A sweet, welcoming and noisy people, but one also endowed with a certain shyness, fruit of its Portuguese/African mix. In this city of so much talk, a constant sea-breeze blows where time has never acquired the speed of the large urban centres. The topography is privileged: nestled between the ocean and the hillside, the city splits into the Upper and Lower Cities, both facing seaward.
In this work, Jorge Amado sketches a guide to the streets and mysteries of São Salvador da Bahia de Todos os Santos - the city of Bahia, “black par excellence” -, founded in 1549. The author describes the poor and upper-class neighbourhoods, the fairs and markets, the city’s countless hills and streets, and the surrounding beaches of Itapuã, Amaralina, Pituba and Farol da Barra.
More than just a map of place, the book also chronicles the customs of the Bahian population, speaking on a range of features, such as the churches, the macumba rituals and the candomblé terreiros
(ritual sites), the typical foods, the cleaning of Nosso Senhor do Bonfim church, and the worship of Iemanjá, always highlighting the miscegenation of the people and the contradictions in their at once libertine and conservative spirit.

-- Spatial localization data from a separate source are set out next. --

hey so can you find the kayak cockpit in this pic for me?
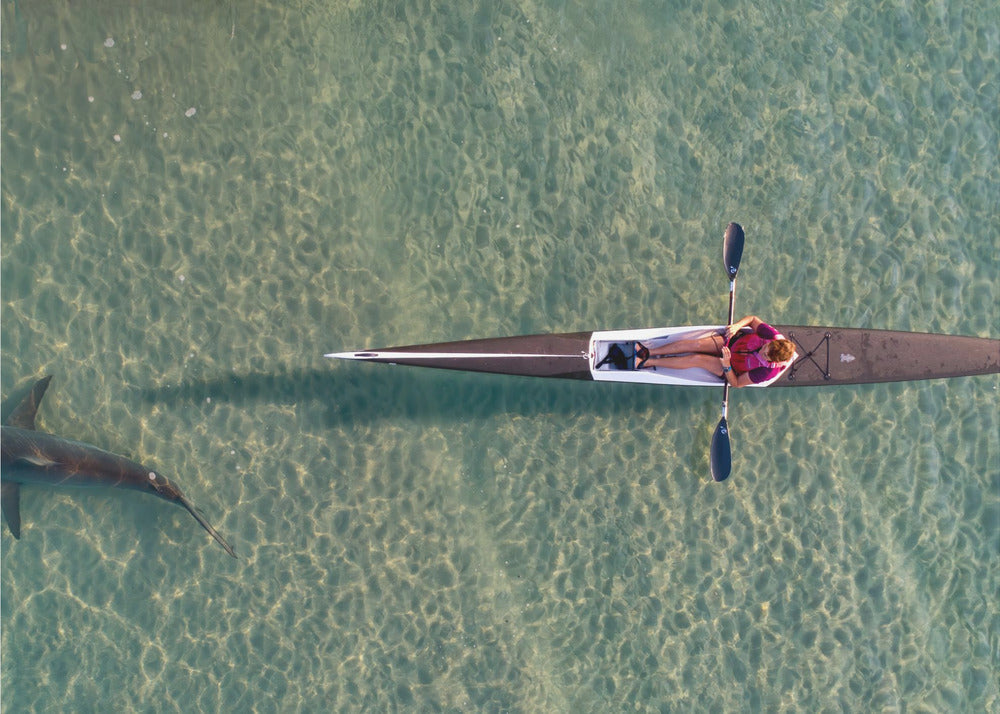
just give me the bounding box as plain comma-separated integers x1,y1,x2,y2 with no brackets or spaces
590,325,725,386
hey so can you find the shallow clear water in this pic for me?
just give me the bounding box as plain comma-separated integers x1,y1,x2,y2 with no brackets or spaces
2,0,997,711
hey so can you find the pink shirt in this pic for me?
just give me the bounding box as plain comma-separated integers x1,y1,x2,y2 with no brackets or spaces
727,323,791,384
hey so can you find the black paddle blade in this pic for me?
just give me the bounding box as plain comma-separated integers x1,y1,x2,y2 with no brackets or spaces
710,417,732,482
723,222,745,280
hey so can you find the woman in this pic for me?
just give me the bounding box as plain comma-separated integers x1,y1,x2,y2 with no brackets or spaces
635,315,796,387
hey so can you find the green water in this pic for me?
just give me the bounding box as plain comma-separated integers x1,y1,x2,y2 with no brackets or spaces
2,0,997,711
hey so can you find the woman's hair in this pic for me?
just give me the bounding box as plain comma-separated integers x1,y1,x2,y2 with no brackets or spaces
767,338,796,363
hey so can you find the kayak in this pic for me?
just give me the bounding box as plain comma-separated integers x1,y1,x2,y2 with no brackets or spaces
325,325,1000,387
326,221,998,482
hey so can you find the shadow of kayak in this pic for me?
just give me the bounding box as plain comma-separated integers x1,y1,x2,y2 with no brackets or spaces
127,365,731,429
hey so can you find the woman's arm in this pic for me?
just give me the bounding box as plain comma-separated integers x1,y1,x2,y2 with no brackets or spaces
725,315,762,338
721,367,755,388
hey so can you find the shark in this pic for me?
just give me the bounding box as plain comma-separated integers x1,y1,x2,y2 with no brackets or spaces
1,376,236,558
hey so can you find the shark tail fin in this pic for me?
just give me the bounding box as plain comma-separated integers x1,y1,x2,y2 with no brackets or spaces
6,375,53,430
2,483,22,539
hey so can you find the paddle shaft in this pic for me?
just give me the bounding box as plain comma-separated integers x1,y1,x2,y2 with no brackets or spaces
712,222,744,482
709,277,737,482
720,221,744,412
721,278,736,416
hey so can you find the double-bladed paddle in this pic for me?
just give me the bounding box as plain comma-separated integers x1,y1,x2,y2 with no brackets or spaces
710,222,744,482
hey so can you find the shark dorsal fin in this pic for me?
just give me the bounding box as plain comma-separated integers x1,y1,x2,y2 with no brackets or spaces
5,375,53,430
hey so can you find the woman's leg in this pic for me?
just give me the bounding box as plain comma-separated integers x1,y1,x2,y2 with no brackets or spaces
645,334,723,358
641,352,725,376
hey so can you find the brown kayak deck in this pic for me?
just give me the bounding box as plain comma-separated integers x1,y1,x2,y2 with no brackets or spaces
771,326,999,386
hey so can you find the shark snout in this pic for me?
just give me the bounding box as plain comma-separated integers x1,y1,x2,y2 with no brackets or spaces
178,495,237,559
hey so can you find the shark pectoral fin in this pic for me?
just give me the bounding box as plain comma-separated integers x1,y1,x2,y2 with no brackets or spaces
2,483,22,539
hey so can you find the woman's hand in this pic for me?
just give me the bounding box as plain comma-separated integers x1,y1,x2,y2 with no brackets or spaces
720,346,736,385
726,315,759,339
721,345,732,368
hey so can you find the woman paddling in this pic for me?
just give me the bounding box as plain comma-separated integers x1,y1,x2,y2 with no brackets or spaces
635,315,796,387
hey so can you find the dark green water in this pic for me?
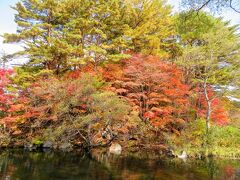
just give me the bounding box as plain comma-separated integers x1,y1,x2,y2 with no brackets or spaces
0,150,240,180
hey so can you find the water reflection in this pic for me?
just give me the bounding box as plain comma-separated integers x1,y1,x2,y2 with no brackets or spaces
0,149,240,180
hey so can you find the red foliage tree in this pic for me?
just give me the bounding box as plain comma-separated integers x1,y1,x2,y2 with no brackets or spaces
0,69,30,135
196,87,229,126
103,55,191,130
0,69,13,113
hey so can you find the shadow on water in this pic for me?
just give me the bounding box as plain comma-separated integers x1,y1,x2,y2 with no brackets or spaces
0,149,240,180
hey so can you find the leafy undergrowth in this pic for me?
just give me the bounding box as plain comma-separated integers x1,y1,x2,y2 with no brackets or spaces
166,119,240,158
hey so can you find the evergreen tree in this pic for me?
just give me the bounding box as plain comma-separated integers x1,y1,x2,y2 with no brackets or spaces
60,0,131,70
4,0,65,73
4,0,131,72
125,0,176,57
4,0,178,73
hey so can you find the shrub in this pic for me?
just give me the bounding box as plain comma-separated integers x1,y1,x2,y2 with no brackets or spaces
166,119,240,157
20,73,141,148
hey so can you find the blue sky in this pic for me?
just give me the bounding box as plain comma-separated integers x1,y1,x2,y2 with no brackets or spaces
0,0,240,58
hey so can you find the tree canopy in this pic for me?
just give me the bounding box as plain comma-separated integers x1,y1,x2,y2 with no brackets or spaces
4,0,176,73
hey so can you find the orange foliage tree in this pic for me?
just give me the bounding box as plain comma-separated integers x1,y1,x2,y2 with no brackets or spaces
103,55,191,130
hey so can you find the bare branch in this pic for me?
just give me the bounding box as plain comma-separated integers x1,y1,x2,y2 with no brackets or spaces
184,0,240,14
195,0,212,12
230,0,240,13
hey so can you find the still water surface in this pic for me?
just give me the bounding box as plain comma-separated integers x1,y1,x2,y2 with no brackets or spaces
0,150,240,180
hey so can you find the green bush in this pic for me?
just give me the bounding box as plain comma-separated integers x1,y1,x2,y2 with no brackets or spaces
166,119,240,157
210,126,240,148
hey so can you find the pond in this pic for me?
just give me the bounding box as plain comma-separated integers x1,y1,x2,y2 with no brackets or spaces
0,149,240,180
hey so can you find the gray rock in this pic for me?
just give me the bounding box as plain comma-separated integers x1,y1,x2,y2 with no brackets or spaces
178,151,187,159
43,141,53,148
109,143,122,155
24,143,36,150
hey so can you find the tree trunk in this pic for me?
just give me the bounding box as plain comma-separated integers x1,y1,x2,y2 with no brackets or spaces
206,101,211,133
203,79,211,134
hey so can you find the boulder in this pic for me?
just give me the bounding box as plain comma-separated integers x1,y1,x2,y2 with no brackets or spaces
43,141,53,148
109,143,122,155
178,151,187,159
24,143,36,150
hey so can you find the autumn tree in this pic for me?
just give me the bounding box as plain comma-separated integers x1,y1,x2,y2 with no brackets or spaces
104,55,191,131
0,69,14,118
0,69,13,146
0,68,30,137
196,87,230,126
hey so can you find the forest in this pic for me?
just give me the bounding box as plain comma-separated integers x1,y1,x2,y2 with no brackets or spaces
0,0,240,158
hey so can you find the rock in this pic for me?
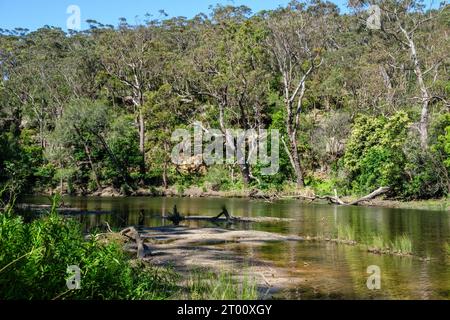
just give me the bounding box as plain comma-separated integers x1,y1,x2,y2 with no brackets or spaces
92,187,121,197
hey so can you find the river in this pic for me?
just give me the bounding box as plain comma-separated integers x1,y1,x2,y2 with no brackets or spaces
21,196,450,300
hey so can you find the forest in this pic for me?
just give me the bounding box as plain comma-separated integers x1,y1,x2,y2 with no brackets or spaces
1,0,449,202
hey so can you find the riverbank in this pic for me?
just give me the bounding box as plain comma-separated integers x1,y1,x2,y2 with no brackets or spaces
31,185,450,211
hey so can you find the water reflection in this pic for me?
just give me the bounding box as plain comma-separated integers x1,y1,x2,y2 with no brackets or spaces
21,196,450,299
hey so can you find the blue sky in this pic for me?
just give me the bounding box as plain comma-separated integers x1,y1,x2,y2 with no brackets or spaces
0,0,350,31
0,0,439,31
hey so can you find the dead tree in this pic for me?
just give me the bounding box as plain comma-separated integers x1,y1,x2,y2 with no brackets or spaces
285,187,390,206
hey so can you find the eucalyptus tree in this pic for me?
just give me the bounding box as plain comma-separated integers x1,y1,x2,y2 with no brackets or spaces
0,27,78,150
47,99,134,192
177,6,271,185
95,21,166,181
265,0,331,187
351,0,450,148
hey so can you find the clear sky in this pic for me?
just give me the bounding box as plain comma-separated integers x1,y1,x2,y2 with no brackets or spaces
0,0,350,31
0,0,439,31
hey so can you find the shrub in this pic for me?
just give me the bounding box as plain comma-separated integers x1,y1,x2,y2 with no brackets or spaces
402,114,450,199
0,204,178,300
344,112,411,196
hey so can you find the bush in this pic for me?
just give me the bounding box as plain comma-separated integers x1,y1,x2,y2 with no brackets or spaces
402,114,450,199
203,166,232,191
0,204,178,300
344,112,411,195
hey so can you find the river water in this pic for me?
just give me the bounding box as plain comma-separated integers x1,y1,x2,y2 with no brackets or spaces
22,196,450,300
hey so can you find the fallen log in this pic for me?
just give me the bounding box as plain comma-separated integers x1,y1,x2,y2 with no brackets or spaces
162,215,294,223
163,205,293,224
347,187,390,205
213,206,232,220
283,187,390,206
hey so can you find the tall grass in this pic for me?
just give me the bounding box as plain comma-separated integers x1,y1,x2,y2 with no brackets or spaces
367,235,386,250
364,233,413,255
336,224,356,242
182,268,258,300
391,234,413,254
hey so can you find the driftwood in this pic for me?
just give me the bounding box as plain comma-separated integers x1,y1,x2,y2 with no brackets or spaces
120,227,150,259
163,215,294,223
163,205,293,224
346,187,390,205
284,187,390,206
213,207,232,220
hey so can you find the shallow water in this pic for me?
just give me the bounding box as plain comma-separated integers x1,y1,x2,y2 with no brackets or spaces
21,196,450,299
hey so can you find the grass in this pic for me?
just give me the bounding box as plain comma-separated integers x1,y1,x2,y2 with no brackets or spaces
367,235,386,251
445,242,450,255
390,234,413,255
331,223,414,256
180,268,258,300
0,206,180,300
364,233,413,255
336,224,356,242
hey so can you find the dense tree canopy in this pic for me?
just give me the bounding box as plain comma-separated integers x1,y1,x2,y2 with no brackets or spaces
0,0,449,199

Contrary to the historical and interpretive effort to understand Salvador, Jorge Amado accentuates the mystery that imbues the city. Where does it come from? Nobody knows. Is it from the pounding drums of candomblé? The slender fishing boats in the quays? From the churches? The market? Baixa dos Sapateiros? The author’s advice is that we not even try to decipher the city’s secrets, as they pervade the body, soul and the very heart of the people of Bahia.